Para la eleccion siguiente se puso mas cuidado. En acuerdo de último de diciembre los oidores dijeron al mismo presidente. Se ha entendido que don Diego de Padilla pretende ser alcalde este año que viene, y que hace muchas diligencias que son públicas y otras secretas, quizás por no ser lícitas, y ni permitidas por derecho, y porque es constante y cierto, que los disgustos y diferencias, que á avido estos años pasados se originaron de cuando fué alcalde el dicho don Diego por la inquietud de su natural, siempre inclinado á la turbacion de la paz, y se puede presumir, que hoy lo pretende para lo mismo, y mas cuando el dicho don Diego á querido introducir para su pretension la diferencia entre los nacidos en España y de otras partes, cosa jamas usada en esta ciudad, y de muy malas consecuencias, por aver avido siempre entre unos y otros mucha conformidad sin diferencia ninguna en esta materia, que en otras repúblicas y comunidades á sido de tanto perjuicio, y pues todo lo dicho es cierto esta audiencia suplica á S. S. como se ha de hallar á estas elecciones, procure se hagan con toda libertad, no permitiendo sea electo el dicho don Diego de Padilla: el presidente respondió, que no á entendido hasta agora que don Diego de Padilla trate de ser alcalde, y que lo que estuviere en mano de su señoría, lo procurará.

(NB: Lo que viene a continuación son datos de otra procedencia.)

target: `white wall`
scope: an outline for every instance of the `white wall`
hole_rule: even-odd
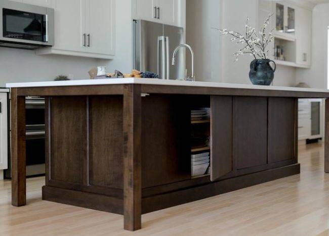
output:
[[[232,54],[239,48],[230,41],[229,36],[220,36],[212,27],[227,28],[244,32],[245,20],[256,27],[257,0],[188,0],[186,40],[194,50],[197,80],[250,84],[249,71],[253,58],[244,56],[234,62]],[[265,20],[265,19],[264,19]],[[187,67],[190,71],[190,57],[187,54]],[[296,85],[296,70],[278,66],[274,85]]]
[[[311,87],[327,88],[328,12],[329,4],[313,9],[312,67],[297,71],[297,82],[305,82]]]
[[[6,83],[53,80],[58,75],[89,78],[95,59],[59,55],[37,56],[32,50],[0,48],[0,87]]]
[[[221,82],[221,37],[212,27],[220,28],[221,1],[186,1],[186,42],[195,56],[195,77],[197,81]],[[186,54],[186,67],[191,73],[191,57]]]

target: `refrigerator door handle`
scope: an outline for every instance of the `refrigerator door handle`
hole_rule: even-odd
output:
[[[169,55],[169,37],[166,37],[166,67],[167,71],[166,73],[166,79],[170,79],[169,76],[170,76],[170,64],[169,62],[169,59],[170,58]]]
[[[158,36],[157,37],[157,73],[160,76],[160,79],[166,78],[166,45],[164,44],[164,36]],[[160,48],[160,43],[161,43],[161,69],[160,69],[160,54],[159,51]],[[161,72],[161,73],[160,73]]]

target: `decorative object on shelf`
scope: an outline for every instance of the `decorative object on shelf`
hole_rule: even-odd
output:
[[[155,73],[150,72],[150,71],[146,71],[145,72],[142,73],[142,78],[152,78],[152,79],[158,79],[159,75]]]
[[[67,75],[57,75],[54,79],[55,81],[69,80],[70,79],[68,78],[68,76],[67,76]]]
[[[142,72],[137,70],[133,70],[132,74],[135,78],[142,78]]]
[[[274,62],[267,59],[269,52],[267,48],[274,39],[272,32],[274,29],[270,32],[267,30],[272,15],[269,15],[264,22],[263,26],[259,33],[256,32],[255,28],[249,25],[249,18],[247,18],[245,24],[245,34],[241,34],[227,29],[216,29],[223,35],[231,35],[232,37],[231,38],[231,41],[242,46],[241,49],[233,54],[235,57],[235,61],[238,60],[240,56],[244,54],[249,54],[254,57],[255,60],[250,64],[249,78],[255,85],[269,85],[274,77],[276,65]],[[274,69],[270,65],[271,62],[274,63]]]
[[[304,82],[299,83],[298,84],[297,84],[297,85],[296,86],[300,88],[309,88],[311,87],[310,85],[307,84],[306,83],[304,83]]]
[[[105,75],[106,74],[106,67],[105,66],[97,67],[97,76]]]

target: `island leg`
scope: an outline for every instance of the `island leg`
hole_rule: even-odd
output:
[[[329,173],[329,100],[325,100],[324,122],[324,172]]]
[[[12,205],[26,204],[25,97],[11,90]]]
[[[142,226],[141,98],[140,85],[124,89],[124,215],[125,229]]]

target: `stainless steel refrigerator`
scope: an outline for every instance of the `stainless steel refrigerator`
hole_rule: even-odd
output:
[[[185,77],[185,50],[177,54],[172,66],[175,48],[184,43],[183,28],[142,20],[134,20],[134,66],[141,71],[156,73],[163,79]]]

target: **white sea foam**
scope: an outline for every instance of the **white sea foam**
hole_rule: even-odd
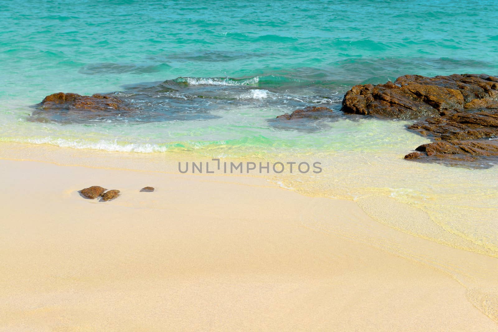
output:
[[[269,96],[270,94],[271,93],[268,90],[263,90],[263,89],[255,89],[255,90],[249,90],[247,92],[241,94],[237,99],[264,99],[265,98],[267,98]]]
[[[153,152],[165,152],[168,147],[160,146],[156,144],[125,143],[120,144],[117,141],[104,141],[92,142],[81,140],[68,140],[62,138],[53,139],[46,137],[38,139],[27,139],[18,140],[17,142],[29,143],[35,144],[50,144],[62,148],[72,149],[92,149],[106,151],[117,152],[138,152],[141,153],[151,153]]]
[[[220,79],[218,78],[185,78],[190,85],[248,85],[256,84],[259,82],[259,77],[252,79],[235,81],[231,79]]]

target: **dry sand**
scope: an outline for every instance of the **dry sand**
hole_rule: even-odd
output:
[[[0,331],[498,330],[454,276],[378,235],[491,257],[397,232],[354,202],[176,165],[0,145]],[[80,197],[92,185],[122,195]]]

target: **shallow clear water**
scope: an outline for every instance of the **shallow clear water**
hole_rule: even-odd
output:
[[[338,112],[355,84],[408,74],[498,74],[495,1],[36,2],[0,4],[0,141],[271,160],[312,156],[324,164],[319,176],[275,180],[305,192],[383,195],[420,207],[460,240],[414,228],[402,217],[396,227],[496,255],[495,168],[403,161],[427,142],[406,131],[407,123]],[[30,105],[59,91],[114,92],[140,112],[30,116]],[[337,117],[296,125],[273,120],[319,104]]]

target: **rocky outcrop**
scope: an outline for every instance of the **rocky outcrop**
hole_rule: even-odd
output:
[[[426,118],[408,129],[433,143],[417,147],[405,159],[472,167],[498,161],[498,78],[493,76],[405,75],[394,83],[355,85],[344,96],[342,110],[384,118]]]
[[[95,199],[102,194],[106,189],[98,185],[93,185],[80,190],[80,193],[83,197],[89,199]]]
[[[486,166],[479,162],[498,159],[497,108],[468,109],[416,122],[408,129],[434,142],[415,149],[423,153],[416,158],[407,158],[408,155],[405,158]]]
[[[282,120],[294,120],[296,119],[318,119],[332,115],[332,110],[328,107],[308,106],[304,109],[296,109],[291,114],[286,113],[279,115],[277,119]]]
[[[133,110],[116,96],[98,93],[86,96],[58,92],[47,96],[35,106],[30,120],[41,122],[81,122]]]
[[[106,191],[101,195],[102,196],[102,200],[107,201],[110,201],[111,199],[114,199],[119,196],[120,192],[121,192],[119,190],[116,189]]]
[[[412,119],[439,116],[478,104],[479,107],[494,105],[497,97],[498,78],[493,76],[405,75],[394,83],[355,85],[344,96],[341,110],[345,113]]]

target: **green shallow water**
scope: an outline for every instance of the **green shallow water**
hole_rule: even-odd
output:
[[[493,1],[9,0],[0,5],[0,141],[317,160],[320,174],[274,180],[358,200],[391,227],[496,256],[496,167],[403,160],[427,142],[403,121],[340,117],[293,127],[271,120],[310,105],[338,112],[355,84],[497,75],[497,64]],[[59,91],[114,92],[142,111],[30,121],[30,106]],[[421,209],[432,226],[383,214],[378,197]]]

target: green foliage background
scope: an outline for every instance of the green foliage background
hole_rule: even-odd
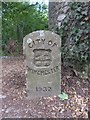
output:
[[[43,3],[2,2],[3,54],[11,54],[9,41],[12,40],[17,43],[13,55],[21,54],[23,37],[32,31],[47,29],[47,21],[47,6]]]
[[[78,71],[90,69],[90,2],[69,3],[57,33],[62,38],[62,60]]]

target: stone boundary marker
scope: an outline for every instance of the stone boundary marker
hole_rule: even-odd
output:
[[[35,31],[23,39],[28,97],[44,97],[61,91],[61,38],[51,31]]]

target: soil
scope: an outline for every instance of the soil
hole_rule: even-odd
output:
[[[88,118],[89,80],[72,68],[62,65],[61,91],[69,96],[62,101],[58,96],[27,98],[22,56],[3,58],[2,67],[2,118]]]

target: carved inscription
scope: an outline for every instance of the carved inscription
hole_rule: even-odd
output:
[[[52,57],[50,49],[34,49],[33,63],[37,67],[50,66]]]
[[[34,31],[24,37],[28,97],[60,94],[60,36],[51,31]]]
[[[37,92],[41,92],[41,91],[43,91],[43,92],[49,92],[51,90],[52,90],[51,87],[36,87],[36,91]]]

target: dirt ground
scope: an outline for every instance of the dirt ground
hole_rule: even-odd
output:
[[[23,57],[3,58],[2,117],[3,118],[88,118],[88,79],[76,76],[71,68],[62,66],[62,92],[59,97],[28,99],[26,96]]]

· Como la eleccion de criollo que seguia, era del alcalde segundo, no la obtuvo Padilla, y empatada la votacion entre don Estévan de Alvarado y Celidon de Santiago, quedó decidida por el primero con el voto del presidente. Alcalde primero salió don Antonio Masariegos, acaso en manera de triunfo, y sin duda persona importante en sus circunstancias, porque en adelante se advierte que tomó este nombre uno de los bandos en que se dividieron las familias de la ciudad. Sea como fuere, el ayuntamiento a pesar de la falta de libertad que gozaba en las deliberaciones de interes de los criollos, en cabildo de 31 de mayo del propio año de 47 remite instruccion á su procurador residente en España, ordenándole en el art. 2° suplique á S. M. no se den encomiendas, á las personas qne estan en los reynos de España; y en el so que sea efectiva en favor de los descendientes de conquistadores la provision en los corregimientos, oficios y beneficios y otros aprovechamientos, y no se den á parientes, criados de los señores presidente, obispo, oidores, ni fiscal y oficiales reales.

Sin embargo, el mal iba en aumento. Hasta entonces la querella era de que las encomiendas se daban a personas que venian de España; ahora ya es de que se daban a las que no venian, y las disfrutaban en la Península. Ya el obispo Zapata, segun testifica Solórzano lib. 3 cap. 3, habia vituperado esta especie de concesiones, reputandola por contraria no solamente á la justicia distributiva, mas tambien á la conmutativa, por privarse á los beneméritos del nuevo orbe, no ya del galardon, cuanto del estipendio y compensacion de los grandes trabajos de sus antepasados, y sangre derramada en estas provincias. La misma observacion hacia el propio Solórzano, diciendo: lo cual es muy digno de advertir en el tiempo presente para tener la mano, y cerrar la puerta que tan franca se va abriendo en hacer merced de ellas á señores y señoras de España, y otras personas, que aunque sean de gran calidad y servicios, no los han hecho en aquellas partes, ni tratan de ir a vivir en ellas. Al eap. 32 decia: las mas de ellas y las mejores se hallan dadas á señores y señoras de España y á otros que ni residen, ni han de residir en las indias, ni tienen méritos ni servicios concernientes a la conquista de ellas.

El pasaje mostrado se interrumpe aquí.